Building a termbank for SA’s official languages

Linguistics is the scientific study of language. In a multilingual society like South Africa, we need linguists who can provide the skills, insights and expertise to ensure all our South African languages remain relevant in our fast-changing world. To build up the field of linguistics in nine of South Africa’s official languages the University of South Africa (UNISA) node of SADiLaR, which focuses on language resource development, has created a linguistics termbank which is now freely available online. Users need only register and create a profile for themselves in the Lexonomy web portal, navigate to the Multilingual Linguistics Termbank and from there they can search common linguistics terms in Setswana, isiZulu, isiXhosa, Sesotho sa Leboa, Sesotho, Siswati, Xitsonga, Tshivenḓa or isiNdebele with English as the pivot language.

“The goal of the Multilingual Linguistics Termbank is twofold,” says Marissa Griesel, project manager and specialist researcher for the UNISA node of SADiLaR. “The first is to provide an open-access resource to linguistics students as a multilingual classroom support tool. The second is to begin to standardise linguistics terms in the languages taught in the Department of African Languages at Unisa and at other higher education institutions, thereby strengthening these languages of scholarship in the field of linguistics.”

The team who worked on the project included linguists from various education, government, and private institutions.

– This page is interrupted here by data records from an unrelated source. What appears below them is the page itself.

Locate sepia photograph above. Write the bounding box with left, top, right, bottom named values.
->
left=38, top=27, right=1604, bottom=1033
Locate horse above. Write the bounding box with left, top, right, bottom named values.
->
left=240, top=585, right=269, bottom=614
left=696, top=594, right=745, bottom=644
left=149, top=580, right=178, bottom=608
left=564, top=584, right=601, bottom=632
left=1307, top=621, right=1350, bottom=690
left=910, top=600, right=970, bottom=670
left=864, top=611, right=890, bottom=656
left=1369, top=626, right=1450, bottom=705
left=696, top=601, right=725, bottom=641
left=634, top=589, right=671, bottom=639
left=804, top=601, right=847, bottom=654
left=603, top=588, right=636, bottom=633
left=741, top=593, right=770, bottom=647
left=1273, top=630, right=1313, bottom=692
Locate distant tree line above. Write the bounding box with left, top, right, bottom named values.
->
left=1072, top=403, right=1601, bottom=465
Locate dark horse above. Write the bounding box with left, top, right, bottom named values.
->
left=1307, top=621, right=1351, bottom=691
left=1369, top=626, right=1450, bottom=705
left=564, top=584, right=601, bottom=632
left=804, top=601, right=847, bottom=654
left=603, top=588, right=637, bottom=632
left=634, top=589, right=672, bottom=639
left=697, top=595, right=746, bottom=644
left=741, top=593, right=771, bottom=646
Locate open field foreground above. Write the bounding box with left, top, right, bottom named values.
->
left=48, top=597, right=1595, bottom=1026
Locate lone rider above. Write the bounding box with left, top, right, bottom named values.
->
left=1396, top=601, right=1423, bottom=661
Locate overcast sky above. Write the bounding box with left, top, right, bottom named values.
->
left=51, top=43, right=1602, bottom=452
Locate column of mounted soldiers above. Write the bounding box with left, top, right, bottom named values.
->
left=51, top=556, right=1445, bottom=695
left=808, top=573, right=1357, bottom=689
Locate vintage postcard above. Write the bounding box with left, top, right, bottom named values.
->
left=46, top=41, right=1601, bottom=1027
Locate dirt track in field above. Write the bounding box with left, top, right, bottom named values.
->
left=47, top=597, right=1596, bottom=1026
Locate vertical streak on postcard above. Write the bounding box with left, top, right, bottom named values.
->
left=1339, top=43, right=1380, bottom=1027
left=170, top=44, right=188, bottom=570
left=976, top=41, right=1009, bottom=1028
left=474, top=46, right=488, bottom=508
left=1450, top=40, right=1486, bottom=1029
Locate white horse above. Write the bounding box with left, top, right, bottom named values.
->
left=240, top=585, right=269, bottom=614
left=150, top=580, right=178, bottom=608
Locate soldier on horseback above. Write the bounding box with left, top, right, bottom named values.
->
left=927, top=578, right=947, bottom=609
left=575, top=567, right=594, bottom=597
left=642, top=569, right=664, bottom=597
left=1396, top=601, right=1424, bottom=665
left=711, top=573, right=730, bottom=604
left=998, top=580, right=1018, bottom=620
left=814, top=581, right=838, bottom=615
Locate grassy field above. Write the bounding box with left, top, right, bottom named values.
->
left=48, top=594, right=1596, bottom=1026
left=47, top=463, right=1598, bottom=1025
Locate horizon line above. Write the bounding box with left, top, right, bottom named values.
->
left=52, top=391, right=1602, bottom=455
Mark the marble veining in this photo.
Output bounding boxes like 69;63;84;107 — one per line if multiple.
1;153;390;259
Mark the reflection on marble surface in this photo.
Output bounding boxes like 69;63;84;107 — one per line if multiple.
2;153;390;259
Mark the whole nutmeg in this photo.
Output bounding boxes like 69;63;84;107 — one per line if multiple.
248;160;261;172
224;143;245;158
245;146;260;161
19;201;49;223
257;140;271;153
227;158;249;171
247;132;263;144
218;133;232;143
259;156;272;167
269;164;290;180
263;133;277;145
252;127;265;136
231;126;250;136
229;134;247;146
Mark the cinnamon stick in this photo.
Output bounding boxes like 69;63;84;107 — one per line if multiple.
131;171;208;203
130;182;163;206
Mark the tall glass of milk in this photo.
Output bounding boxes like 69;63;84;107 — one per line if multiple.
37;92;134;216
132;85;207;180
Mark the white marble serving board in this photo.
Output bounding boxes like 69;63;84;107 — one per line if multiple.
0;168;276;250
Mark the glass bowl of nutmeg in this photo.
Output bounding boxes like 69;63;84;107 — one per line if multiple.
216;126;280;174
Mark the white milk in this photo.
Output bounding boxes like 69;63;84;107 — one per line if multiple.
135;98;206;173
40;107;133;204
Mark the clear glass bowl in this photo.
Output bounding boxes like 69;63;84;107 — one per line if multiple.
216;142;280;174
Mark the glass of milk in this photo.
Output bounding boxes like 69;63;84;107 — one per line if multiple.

An open educational resource for linguistics

Because UNISA is a comprehensive open distance e-learning institution it was a priority to build a resource that also gives back to their own community. The termbank is accessible to anybody with Internet access and it offers definitions for 500 linguistics terms in the nine languages.

It is therefore possible for an isiXhosa linguistics student to input a term they are learning about and get back a definition for that term in their mother tongue, as well as a usage example to contextualise the term, and cross-reference the data from a related language such as isiZulu.

“We hope that by enabling students to access complex terminology in the South African languages they are better able to engage with the subject matter and enhance their understanding of this field of specialisation,” says Professor Mampaka Lydia Mojapelo, node co-manager and associate professor in UNISA’s Department of African Languages.

Building the termbank

Both founding members of this project, Professor Mampaka Lydia Mojapelo and Professor Rose Masubelele, are linguists in Sesotho sa Leboa and isiZulu respectively and taught various linguistics courses in UNISA’s Department of African Languages. Their research into the availability of language resources was the driving force behind the project – setting up initial termbanks for these two languages. Linguists from the other languages were then invited to use the pilot lists to expand the resource to their languages.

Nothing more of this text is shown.